Quels diables d’anges ! Je reçois le paquet avec ma romancine. Vraiment comme on me lave la tête ! La poste va partir : je dicte à la fois ma réponse et j’écris ma justification dans mon lit, où je suis assez malade.

Mes divins anges, vous ne savez ce que vous dites. Faites-vous représenter la lettre à Duchesne[1] et vous verrez que je n’ai pas tort, et le cœur vous saignera de m’avoir grondé.

Plus j’y pense, plus je crois ne lui avoir point donné positivement permission d’imprimer Zulime ; ou ma vieillesse et mes travaux m’ont fait perdre la mémoire, ou il y a dans la lettre ces propres mots :

« M.  de V. vous donnera volontiers la permission que vous demandez ; mais il croit qu’il faudrait y ajouter quelques morceaux de littérature, etc. »

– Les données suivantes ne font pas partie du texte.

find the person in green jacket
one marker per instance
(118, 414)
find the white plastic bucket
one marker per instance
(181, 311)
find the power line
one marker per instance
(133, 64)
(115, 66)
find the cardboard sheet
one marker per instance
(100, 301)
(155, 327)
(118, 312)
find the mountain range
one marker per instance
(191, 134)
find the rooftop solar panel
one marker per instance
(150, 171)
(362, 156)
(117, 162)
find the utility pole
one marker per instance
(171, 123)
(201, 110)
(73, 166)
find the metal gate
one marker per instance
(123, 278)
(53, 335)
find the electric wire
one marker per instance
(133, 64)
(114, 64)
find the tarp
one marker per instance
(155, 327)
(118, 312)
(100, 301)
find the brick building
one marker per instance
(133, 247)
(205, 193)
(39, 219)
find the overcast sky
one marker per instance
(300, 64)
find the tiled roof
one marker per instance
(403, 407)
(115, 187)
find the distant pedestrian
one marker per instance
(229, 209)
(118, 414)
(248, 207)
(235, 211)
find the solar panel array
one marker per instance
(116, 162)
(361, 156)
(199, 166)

La lettre, ce me semble, n’était qu’un compliment, une recommandation auprès de ceux qui sont les dépositaires de l’ouvrage. Je ne doute pas que vous ne vous soyez fait représenter la lettre, et que vous n’ayez jugé selon votre grande prudence et équité ordinaire. Au reste, c’est un bien mince présent pour Lekain et Mlle  Clairon ; et, en effet, la pièce ne se vendra guère sans quelques morceaux de littérature intéressants qui piquent un peu la curiosité. Comment d’ailleurs la donner au public ? sera-ce avec les coupures qu’on y a faites ? ces coupures font toujours du dialogue un propos interrompu. Ces nuances délicates échappent aux spectateurs, et sont remarquées avec dégoût par les yeux sévères du lecteur ; d’où il arrive que le pauvre auteur est justement vilipendé par les Fréron, sans que personne prenne le parti du pauvre diable.

Le métier est rude, mes anges ; je mets à vos pieds Cassandre. Voilà comme nous jouerons la pièce sur notre théâtre de Ferney, et le grand prêtre aura plus d’onction que Brizard.

Ce qui me fâche, c’est que voilà la czarine morte. J’y perds un peu ; mais je me console : les têtes couronnées et les libraires m’ont toujours joué quelques tours. Nous verrons quelle sera la face du Nord, cela m’intéresse beaucoup ; d’ailleurs, en qualité de faiseur de tragédies, j’aime beaucoup les péripéties.

  1. Cette lettre à Duchesne manque ; voyez n° 4798 et 4830.